Dans son article, Belkacem Houam a rapporté que le ministère du Commerce a décidé d’interdire l’exportation de dattes après le retrait de lots de ce fruit en France, notamment à cause d’un pesticide interdit en Europe. Le département de Kamel Rezig a aussitôt réagi en apportant un démenti formel et en annonçant des poursuites judiciaires contre l’auteur de l’article et le journal Echorouk.
L’incarcération de Belkacem Houam a suscité une vague d’indignation et de condamnations parmi les journalistes et les hommes politiques.
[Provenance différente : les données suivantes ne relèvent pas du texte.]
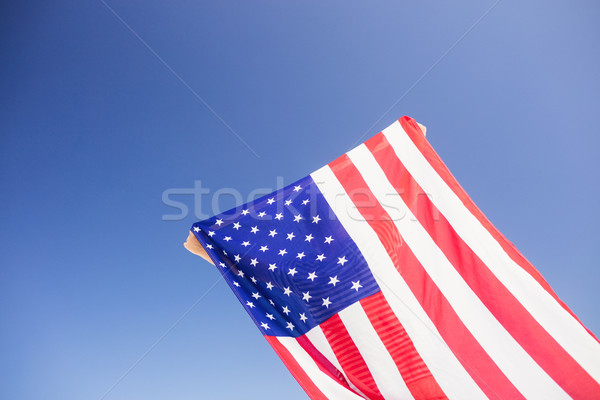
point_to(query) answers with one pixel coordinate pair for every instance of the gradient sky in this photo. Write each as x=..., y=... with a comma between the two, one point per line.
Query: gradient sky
x=94, y=128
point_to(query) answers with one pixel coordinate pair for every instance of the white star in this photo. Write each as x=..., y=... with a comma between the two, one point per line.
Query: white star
x=306, y=296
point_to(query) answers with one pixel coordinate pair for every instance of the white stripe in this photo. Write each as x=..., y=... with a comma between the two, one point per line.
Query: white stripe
x=330, y=388
x=318, y=339
x=518, y=366
x=381, y=364
x=558, y=322
x=443, y=365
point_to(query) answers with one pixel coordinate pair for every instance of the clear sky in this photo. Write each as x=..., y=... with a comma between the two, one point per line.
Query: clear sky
x=94, y=128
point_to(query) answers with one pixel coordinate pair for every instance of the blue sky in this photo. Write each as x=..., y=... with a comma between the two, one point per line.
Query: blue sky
x=94, y=129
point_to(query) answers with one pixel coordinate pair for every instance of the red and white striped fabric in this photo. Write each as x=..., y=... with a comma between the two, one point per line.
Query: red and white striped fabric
x=461, y=313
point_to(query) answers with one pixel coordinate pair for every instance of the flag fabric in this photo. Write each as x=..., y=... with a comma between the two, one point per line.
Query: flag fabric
x=377, y=277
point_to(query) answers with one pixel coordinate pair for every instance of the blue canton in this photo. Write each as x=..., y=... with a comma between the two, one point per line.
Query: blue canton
x=288, y=259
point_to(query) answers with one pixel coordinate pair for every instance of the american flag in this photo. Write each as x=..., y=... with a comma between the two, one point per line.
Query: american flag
x=377, y=277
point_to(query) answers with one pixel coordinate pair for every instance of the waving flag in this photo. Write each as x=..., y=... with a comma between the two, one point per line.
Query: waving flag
x=377, y=277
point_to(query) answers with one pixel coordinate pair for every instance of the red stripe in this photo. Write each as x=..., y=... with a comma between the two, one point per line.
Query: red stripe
x=292, y=365
x=538, y=343
x=349, y=357
x=414, y=132
x=323, y=363
x=469, y=352
x=421, y=384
Pour Abdelaziz Rahabi, ancien ministre de la Communication, la liberté d’expression en Algérie est « menacée par la persistance du harcèlement politique et judiciaire ».
« Je suis choqué »
« Je suis choqué d’apprendre l’arrestation et l’emprisonnement du journaliste d’Echorouk Belkacem Houam pour avoir publié une information que le gouvernement était en droit de démentir dans les formes en usage dans tous les médias du monde moderne », a dénoncé Abdelaziz Rahabi dans une déclaration adressée à TSA.
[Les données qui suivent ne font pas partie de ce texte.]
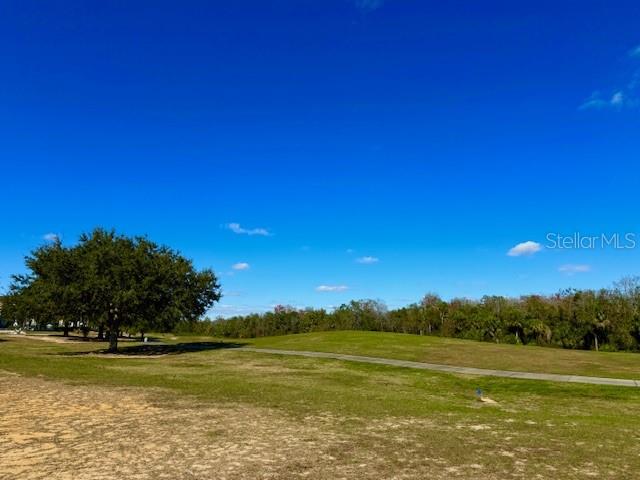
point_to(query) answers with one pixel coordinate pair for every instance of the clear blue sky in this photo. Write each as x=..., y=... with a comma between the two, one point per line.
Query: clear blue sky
x=430, y=136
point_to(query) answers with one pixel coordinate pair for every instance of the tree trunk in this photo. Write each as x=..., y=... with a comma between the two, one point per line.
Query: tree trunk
x=113, y=340
x=114, y=328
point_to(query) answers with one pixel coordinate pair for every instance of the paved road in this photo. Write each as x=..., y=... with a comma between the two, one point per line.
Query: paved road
x=551, y=377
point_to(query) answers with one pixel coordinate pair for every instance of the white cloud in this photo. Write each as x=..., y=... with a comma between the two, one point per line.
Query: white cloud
x=571, y=269
x=367, y=260
x=331, y=288
x=525, y=248
x=236, y=228
x=368, y=4
x=623, y=97
x=617, y=100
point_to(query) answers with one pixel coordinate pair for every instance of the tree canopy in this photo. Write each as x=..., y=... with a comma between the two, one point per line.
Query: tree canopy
x=113, y=282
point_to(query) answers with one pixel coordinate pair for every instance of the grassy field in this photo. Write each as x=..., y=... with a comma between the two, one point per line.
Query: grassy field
x=209, y=411
x=463, y=353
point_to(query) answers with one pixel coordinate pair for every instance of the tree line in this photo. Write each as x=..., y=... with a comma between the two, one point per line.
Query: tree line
x=109, y=283
x=606, y=319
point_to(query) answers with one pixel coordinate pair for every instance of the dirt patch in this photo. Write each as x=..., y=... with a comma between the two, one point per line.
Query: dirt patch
x=51, y=430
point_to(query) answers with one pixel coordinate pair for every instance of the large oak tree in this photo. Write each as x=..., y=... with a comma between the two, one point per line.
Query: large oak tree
x=114, y=282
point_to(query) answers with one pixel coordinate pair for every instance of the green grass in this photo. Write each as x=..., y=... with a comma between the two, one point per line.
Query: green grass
x=462, y=353
x=575, y=429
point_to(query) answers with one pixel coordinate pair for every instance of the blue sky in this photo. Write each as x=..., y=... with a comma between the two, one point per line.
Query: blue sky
x=329, y=150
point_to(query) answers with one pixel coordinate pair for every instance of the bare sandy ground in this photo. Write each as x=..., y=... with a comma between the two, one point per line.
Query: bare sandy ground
x=51, y=430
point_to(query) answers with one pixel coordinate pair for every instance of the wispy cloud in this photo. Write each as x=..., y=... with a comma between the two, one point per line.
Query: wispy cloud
x=368, y=5
x=367, y=260
x=241, y=266
x=572, y=269
x=51, y=237
x=332, y=288
x=525, y=248
x=236, y=228
x=623, y=97
x=617, y=100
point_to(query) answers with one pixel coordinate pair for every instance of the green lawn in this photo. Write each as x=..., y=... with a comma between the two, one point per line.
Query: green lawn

L’ex-ambassadeur d’Algérie à Madrid estime que « la privation de liberté suite à la publication d’une information de pure nature commerciale est la preuve de la persistance de l’instrumentalisation politique de la justice et relève de pratiques d’un autre âge que l’on pensait révolu. »
Pour Rahabi, cette incarcération « ne constitue pas un acte isolé dans la mesure où elle fait suite à l’emprisonnement de deux journalistes de Liberté pour des motifs qui relèvent du harcèlement politique contre un quotidien contraint à la disparition. »
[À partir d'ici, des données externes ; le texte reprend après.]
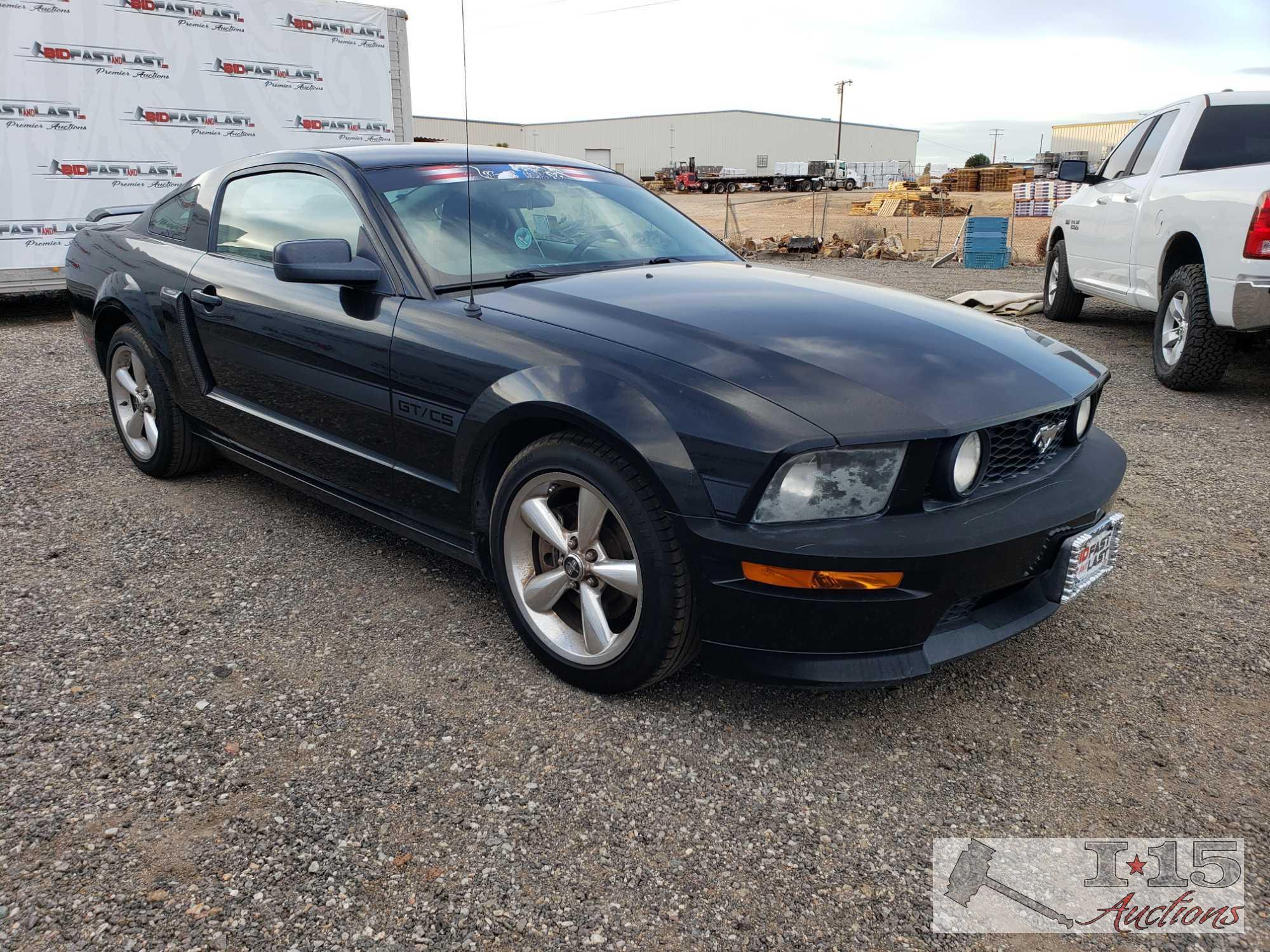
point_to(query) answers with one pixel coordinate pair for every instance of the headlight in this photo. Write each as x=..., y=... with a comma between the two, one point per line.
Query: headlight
x=1079, y=423
x=962, y=465
x=832, y=484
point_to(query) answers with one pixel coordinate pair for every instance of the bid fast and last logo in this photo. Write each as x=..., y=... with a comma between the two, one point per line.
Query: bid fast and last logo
x=275, y=76
x=199, y=122
x=57, y=116
x=105, y=60
x=37, y=6
x=346, y=32
x=186, y=13
x=120, y=173
x=346, y=128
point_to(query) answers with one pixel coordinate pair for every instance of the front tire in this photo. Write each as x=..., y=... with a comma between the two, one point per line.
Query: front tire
x=1191, y=351
x=1064, y=303
x=590, y=567
x=153, y=428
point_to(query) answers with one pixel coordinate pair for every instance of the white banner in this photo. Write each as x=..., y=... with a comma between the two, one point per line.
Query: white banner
x=116, y=102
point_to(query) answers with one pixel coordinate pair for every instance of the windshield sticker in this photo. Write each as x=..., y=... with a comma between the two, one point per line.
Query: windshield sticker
x=476, y=173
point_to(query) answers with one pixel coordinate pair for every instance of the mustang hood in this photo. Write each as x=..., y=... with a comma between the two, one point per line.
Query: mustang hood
x=860, y=361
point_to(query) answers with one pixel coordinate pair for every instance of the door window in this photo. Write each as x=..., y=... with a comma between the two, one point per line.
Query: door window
x=1151, y=147
x=171, y=220
x=258, y=213
x=1117, y=166
x=1227, y=136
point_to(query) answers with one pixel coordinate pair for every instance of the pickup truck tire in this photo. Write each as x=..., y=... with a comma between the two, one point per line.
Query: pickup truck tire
x=1191, y=351
x=164, y=447
x=1062, y=301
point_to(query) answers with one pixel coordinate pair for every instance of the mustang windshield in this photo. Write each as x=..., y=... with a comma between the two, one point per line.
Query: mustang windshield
x=538, y=220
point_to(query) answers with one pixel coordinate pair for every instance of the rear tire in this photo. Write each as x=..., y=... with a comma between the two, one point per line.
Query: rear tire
x=647, y=615
x=1064, y=303
x=156, y=432
x=1191, y=351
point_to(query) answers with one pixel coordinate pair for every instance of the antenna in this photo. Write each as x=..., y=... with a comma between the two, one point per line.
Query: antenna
x=472, y=309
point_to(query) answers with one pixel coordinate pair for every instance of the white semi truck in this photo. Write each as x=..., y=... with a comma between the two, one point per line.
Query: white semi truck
x=112, y=103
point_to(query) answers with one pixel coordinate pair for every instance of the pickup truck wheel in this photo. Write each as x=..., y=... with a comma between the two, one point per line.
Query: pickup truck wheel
x=590, y=567
x=154, y=431
x=1191, y=351
x=1062, y=301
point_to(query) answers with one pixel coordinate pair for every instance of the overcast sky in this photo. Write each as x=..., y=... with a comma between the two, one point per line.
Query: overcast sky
x=953, y=69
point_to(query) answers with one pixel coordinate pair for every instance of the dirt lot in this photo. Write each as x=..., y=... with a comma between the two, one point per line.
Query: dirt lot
x=232, y=718
x=761, y=215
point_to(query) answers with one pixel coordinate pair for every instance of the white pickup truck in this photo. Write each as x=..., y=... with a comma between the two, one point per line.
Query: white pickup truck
x=1175, y=221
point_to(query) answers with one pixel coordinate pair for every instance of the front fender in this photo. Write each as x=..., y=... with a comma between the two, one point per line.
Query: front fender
x=123, y=293
x=596, y=400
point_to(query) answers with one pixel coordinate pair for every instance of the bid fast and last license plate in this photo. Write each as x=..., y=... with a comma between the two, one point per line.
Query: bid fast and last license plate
x=1092, y=555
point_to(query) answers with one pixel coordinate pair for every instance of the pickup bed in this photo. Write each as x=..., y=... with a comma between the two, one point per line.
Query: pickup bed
x=1175, y=221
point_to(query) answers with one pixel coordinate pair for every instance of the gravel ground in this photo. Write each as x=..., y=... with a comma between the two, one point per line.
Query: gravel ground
x=232, y=718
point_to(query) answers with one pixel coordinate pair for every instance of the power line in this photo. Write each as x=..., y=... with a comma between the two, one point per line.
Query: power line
x=996, y=135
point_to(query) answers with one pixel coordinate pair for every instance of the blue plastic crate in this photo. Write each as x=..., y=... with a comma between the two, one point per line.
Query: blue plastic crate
x=986, y=243
x=987, y=224
x=986, y=260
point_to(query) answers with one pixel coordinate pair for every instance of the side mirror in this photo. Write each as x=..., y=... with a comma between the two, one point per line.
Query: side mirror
x=1078, y=171
x=323, y=262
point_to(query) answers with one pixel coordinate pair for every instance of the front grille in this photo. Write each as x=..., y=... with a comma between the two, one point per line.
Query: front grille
x=958, y=614
x=1012, y=451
Il ajoute que le quotidien El Watan « subit les mêmes pressions et pourrait à son tour disparaître d’un champ médiatique réduit à sa plus simple expression de porte-parole de la voix officielle sans impact réel sur une opinion publique avertie et plus mondialisée que ses dirigeants. »
Abdelaziz Rahabi termine sa réaction en faisant remarquer que le « pays se construit dans la pluralité, la justice et la liberté d’expression, garants de la dignité humaine ».
« Notre gouvernement doit apprendre à accepter que la société lui exige de rendre des comptes au lieu d’exhiber un autoritarisme expérimenté sans succès par les pouvoirs qui l’ont précédé », a-t-il dit.
« Indicateur inquiétant »
Par la voix de son président Abderrazak Makri, le MSP a condamné le « recours abusif à la détention provisoire, avant l’achèvement des procédures relatives à un procès équitable ».
« Ce qui a été annoncé comme motif d’arrestation du journaliste touche à la liberté d’opinion et d’expression, et qu’il suffit que la partie lésée use du droit de réponse, et non de recourir à la justice pour le faire », a estimé le MSP.
Le premier parti d’opposition au Parlement ajoute que le « journaliste a le droit de traiter toute question qui intéresse l’opinion publique nationale, et il a le droit de ne pas divulguer la source de ses informations, comme le garantit la constitution, qui interdit la privation de liberté du journaliste ».
Pour le MSP, la « répétition de telles pratiques confirme la « détérioration constatée » dans le domaine des droits de l’homme en Algérie, et le recul des acquis dans le domaine de la liberté d’opinion, d’expression et de la presse, ce qui viole les textes constitutionnels, remis en cause les engagements pris par les autorités, et nuit à l’image de l’Algérie ».
Le député Abdelouahab Yagoubi a jugé « inacceptable » l’arrestation du journaliste Belkacem Houam pour avoir « écrit un article sur le refoulement des dattes après un précédent refus d’importantes quantités de pommes de terre exportées, pour non-respect des normes sanitaires ».
« Ces pratiques d’intimidation, cette fermeture de la presse, cette restriction des libertés, la politique de la peur doivent cesser », a-t-il dit, en appelant à la libération immédiate du journaliste incarcéré.
« Ce qui est arrivé au journaliste Belkacem Houam est un indicateur inquiétant de la situation de la liberté de la presse en Algérie », a-t-il dit.